The Wrangell Borough Assembly voted last week to support getting rid of the federal “roadless rule” on the Tongass National Forest.
The roadless rule prevents roads from being built on certain tracts of U.S. Forest Service land. Assembly members want the Tongass to be exempt from that rule to open the country’s largest national forest to more development and logging.
Assembly members voted unanimously to adopt a resolution asking Gov. Bill Walker to ask the U.S. Supreme Court to take up the roadless rule and reverse it for the Tongass.
Assembly Member Julie Decker said the roadless rule makes any kind of development difficult.

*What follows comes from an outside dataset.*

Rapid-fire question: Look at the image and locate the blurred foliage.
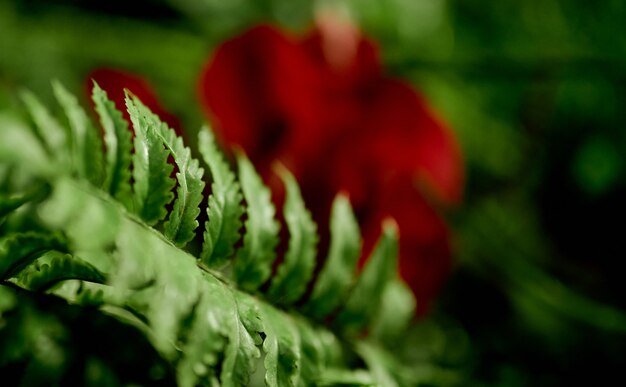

“The total acreage of the Tongass is 16.8 million acres. Without the roadless rule, there’s wilderness designation and other land set-asides for 5.6 million acres. A full one-third of the Tongass is completely off limits to development,” Decker said. “Then if you put the roadless rule on top of it, that’s an additional 9.6 million acres. That’s 90 percent of the Tongass.”
After years of reversing and reinstating the roadless rule, the most recent decision by the Ninth Circuit Court of Appeals rejected the exemption.
Several Alaska lawmakers are petitioning the U.S. Supreme Court to take up the roadless rule exemption. The Ketchikan Gateway Borough supports the exemption, but the Petersburg Borough Assembly narrowly missed passing the resolution of support.
Petersburg assembly members who voted against the resolution cited protection of fisheries and the high cost of litigation as reasons for keeping the roadless rule in place.
The Wrangell Borough Assembly also decided to reconsider the new property tax due date it set earlier this year.
Starting in 2016, property taxes will be due by Sept. 15 each year. But the assembly may change that date to Oct. 15 to coincide with when Permanent Fund Dividends are paid to Alaska residents.
The first reading of the new property tax ordinance will take place at the Sept. 22 borough assembly meeting.